Unravelling Tort and Crime

· Cambridge University Press
Ebook
465
Pages

About this ebook

Tort law and criminal law are closely bound together but their relationship rarely receives sustained and rigorous scrutiny. This is the first significant project in England and Wales to address that shortcoming. Building on growing interest amongst both academics and practitioners in the relationship between tort and crime, it draws together leading experts to chart the field and explore key points of interest. It uses a range of perspectives from legal theory, doctrine, legal history and comparative law to address some of the most important and interesting links between tort and crime.
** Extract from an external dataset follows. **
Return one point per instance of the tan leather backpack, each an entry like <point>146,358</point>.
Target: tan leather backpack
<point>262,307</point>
Examples include how the illegality defence operates to avoid stultification of the law, the difference between criminal and civil causation, how the Motor Insurers' Bureau not only insures but acts to enforce laws and alter behaviour, and why civil law only very rarely restores specific property but the criminal law does it daily.

About the author

Matthew Dyson is a Fellow in Law at Trinity College, University of Cambridge, where he specialises in the relationship between tort and crime. He teaches tort law, criminal law, Roman law, comparative law and European legal history. He has held visiting positions at the Universities of Girona, Valencia, Sydney and Goëttingen and been a visitor at Harvard University as well as a researcher at the Max Planck Institute for Comparative and International Private Law in Hamburg.